※初期の習作サルベージ




「…なんでフランシスなんかと会ってんだよ…」
 問いかけておきながら答えを欲しているのかいないのか、明後日の方向に
つぶやくアーサーはすでにカウンターに突っ伏して泥酔状態だった。ランプの
明かりをよく磨かれた木材が鈍く反射している。何杯目だったのか数えるのを
忘れたグラスの中で氷が崩れて音を立てた。先に酒の席にあったのは菊のほう
だったのに、いつもの責任転嫁のポーズすら忘れているぐらいだから相当無茶な
ペースで飲んでいたのかもしれない。もっと早くに制止しておくべきだったと反省
した菊が水を頼もうとしてもそれを押しのけてさらに酒をおかわりしようとする酔い
つぶれっぷりに、今日はもう連れ帰ろうと立ち上がらせるが、うまく力が入らず
ぐったりと菊に寄りかかった。ついでだからとアーサーは菊を抱きしめてしまう。
その途端、わずかに残る清潔な石鹸の香りに知っている香水の嫌な香りが
紛れ込んでいるのをアーサーは嗅ぎ分け、怒りに任せて顎を強引につかんで
くちづけると予想外に応えてくれた舌にも違和感があった。こんな胸焼けしそうな
甘いシャンパンを菊は好まないはずだ。彼は何か後ろめたいことがあって珍しく
応じてくれたのではないかと不安に襲われてで突き放したアーサーの顔面は
凍りつき、一気に酔いが冷めてしまった。不安は加速して疑いから確信めいた
ものにすりかわっていく。二人きりで密かに会っただけでなく、それ以上の行為を
していたなんて。

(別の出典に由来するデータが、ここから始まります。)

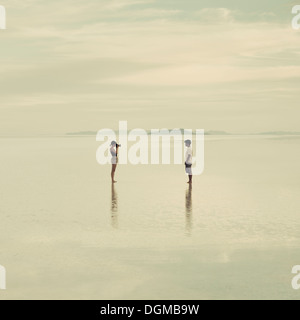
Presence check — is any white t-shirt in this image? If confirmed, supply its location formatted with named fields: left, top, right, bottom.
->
left=185, top=147, right=193, bottom=164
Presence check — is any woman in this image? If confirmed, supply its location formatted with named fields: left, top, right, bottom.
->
left=110, top=141, right=119, bottom=183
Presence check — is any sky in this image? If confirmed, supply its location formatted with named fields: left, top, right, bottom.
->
left=0, top=0, right=300, bottom=136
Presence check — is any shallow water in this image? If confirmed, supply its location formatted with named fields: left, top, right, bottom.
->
left=0, top=136, right=300, bottom=299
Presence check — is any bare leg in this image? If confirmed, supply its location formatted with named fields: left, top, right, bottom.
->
left=111, top=164, right=117, bottom=183
left=187, top=174, right=193, bottom=184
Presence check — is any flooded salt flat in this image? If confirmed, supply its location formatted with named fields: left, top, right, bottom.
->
left=0, top=136, right=300, bottom=299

しかし菊はといえば多少酔いはしたもののたいして赤らんでも
いない顔で口元を隠してくすくす笑っていた。アーサーの寄せられた眉根を愉快
そうに突付く指を煩わしげにさっと捕まえられ、一旦笑うのを止めたがそのうち
菊はまたぷっと吹き出した。
「フランシスさんと話していたのはあなたのことですよ」
 嘘を言うなと否定するアーサーに本当ですよと微笑む。しかし、それでも不審
がる視線は無理もない。別れ際、フランシスと不必要なキスをしたのは間違い
ないことなのだから。

「アーサーのやつ、まったく仕方ないな」
 菊が披露したエピソードにフランシスはそう言って苦笑する。いつの頃からか
覚えていないがフランシスと会えばいつだってアーサーの話題になった。この
日もそうだ。長い付き合いがあるフランシスは菊よりアーサーのことをよく知って
いて意見も合致しやすい。でしょう?と菊が笑うとああ、ダメダメだなと酷評して
グラスを傾け、時計をひとにらみするとさて、と席を立った。これからアーサーが
来ることはあらかじめ話しておいたせいだった。お邪魔虫は退散するよとグラスの
残りを一気に煽る。見送ろうと立ち上がる前にいいよいいよってと遠慮された。
その代わりにとフランシスは己の頬をちょいちょいと指す。
「おにーさんに相談料のチュウは?」
 ため息をついてもフランシスはこういう男だ。諦めた菊が渋々唇を寄せると、
急にこちらを向いて突き出していた頬ではなく直にフランシスの唇と触れ合って
しまった。よくある手だがそれに留まらずそのまま舌が侵入してくる。さっきまで
飲んでいたシャンパンの味が舌先から伝わる。呼吸の機会を奪われ、逃れようと
しても顎を掴む手はなかなか許してはくれなかった。やっと解放されて、涙を
滲ませて見上げたフランシスは満足そうに笑ってごっそーさんとウインクを残して
去っていった。

 経緯を語ると、アーサーにはさっきより深い眉間の皺が刻まれていた。怒りの
せいか、握られた拳はわなわなと震えている。あっさり罠にかかった自分に
対する怒りかと菊は一瞬思ったが、どうやら違うようだ。あんにゃろうぶっとばすと
殺気のこもった台詞に、ご愁傷様と内心で手を合わせてそれでも懲りないだろう
姿がはっきりと目に浮かぶようで、菊はこっそり笑みをかみ殺した。アーサーは
再び注文した水を今度はおとなしく取って飲んでいたが、ふと厳しい目を菊に
向けた。
「で、お前は俺をダシにあいつと会うのを楽しんでいるのか。それとも逆か?」
「…さあ、どちらでしょうね」
 菊は逃げもせずまっすぐに受け止めてただあいまいに笑むばかりだ。